Recent reporting suggests that in March, four Chinese engineers may have flown into Kuala Lumpur carrying about 80 terabytes of artificial intelligence (AI) training data on hard drives. According to the Wall Street Journal, the engineers then rented roughly 300 Nvidia-powered servers at a local data center, ran AI training cycles there, and returned home with the results. Malaysia’s Ministry of Investment, Trade, and Industry (MITI) has since confirmed that it is currently reviewing the case to determine whether any domestic laws may have been breached.
This reported episode reflects both the strengths and the weaknesses of Malaysia’s appetite for digital investment. The country’s data center boom has been remarkable. Malaysia currently has a data center capacity of approximately 1.3 gigawatts (GW), with an additional 3 GW under development, positioning it among the fastest-growing markets in Asia.
This growth has been fueled by a combination of relatively low-cost infrastructure, favorable investment policies, and rising regional demand. Since 2021, data center-related investments have surpassed RM184.7 billion (around $43.6 billion). As these facilities continue to scale, their energy needs are becoming a major national consideration. Projections suggest that data centers could account for more than 50 percent of peninsular Malaysia’s electricity demand by 2035.
This very success has exposed a regulatory gap.

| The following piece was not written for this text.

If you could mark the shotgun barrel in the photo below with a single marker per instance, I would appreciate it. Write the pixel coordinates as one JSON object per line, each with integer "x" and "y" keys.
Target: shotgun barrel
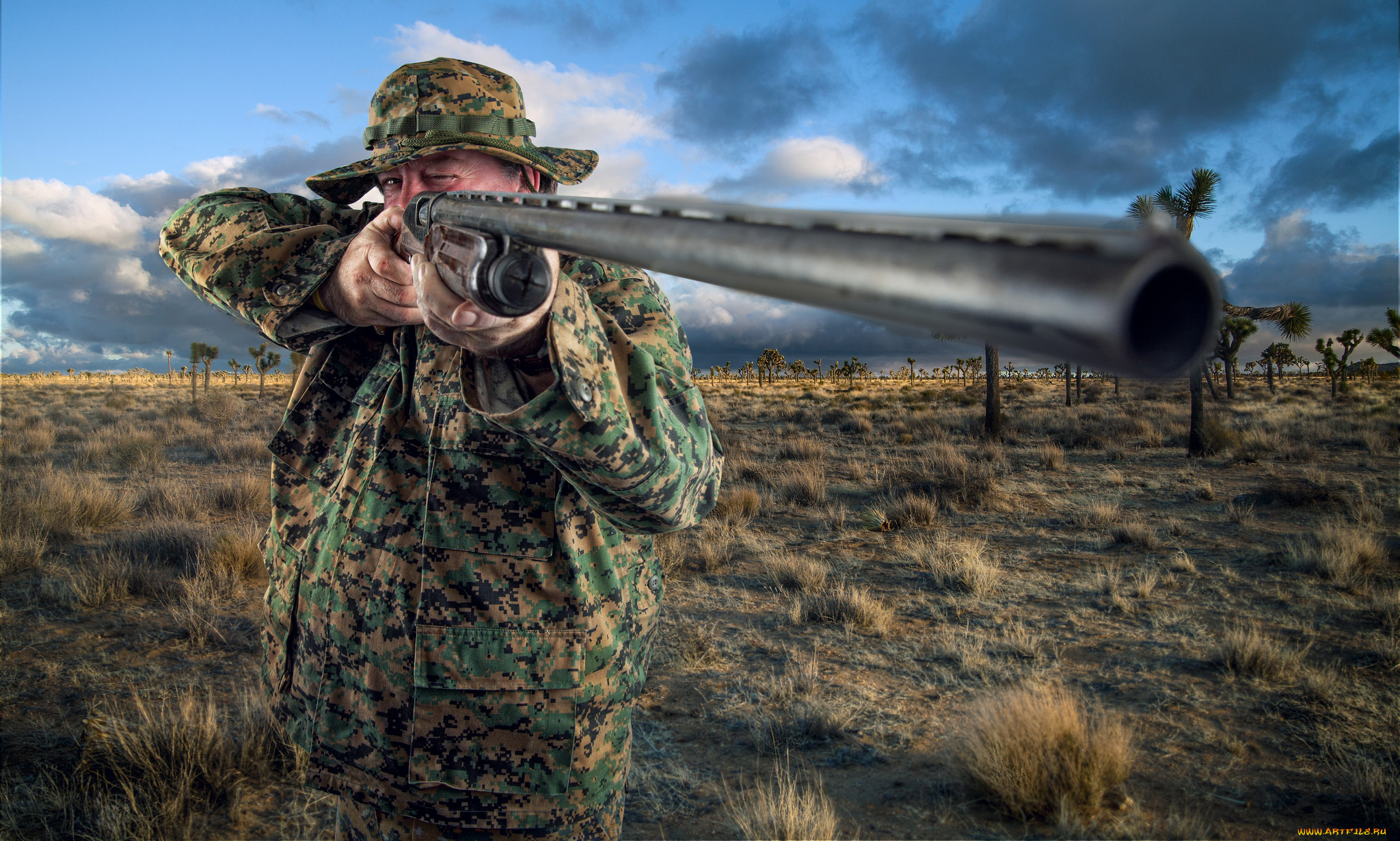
{"x": 1140, "y": 303}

Malaysia does not currently designate Nvidia-powered servers as controlled items under its Strategic Trade Act 2010. In principle, local operators are free to rent computing capacity to almost any client. For Chinese firms seeking to circumvent tightened U.S. export restrictions on advanced AI chips, Malaysia now appears as a jurisdiction of opportunity. Where once these companies sought to smuggle physical hardware through third countries, the newer workaround increasingly involves transporting training data abroad and renting offshore AI compute – a method that is much harder to detect and regulate. By carrying in their own hard drives and using servers in Malaysia, Chinese entities can effectively tap U.S.-origin technology to advance domestic AI efforts, even if physical chips do not cross into China.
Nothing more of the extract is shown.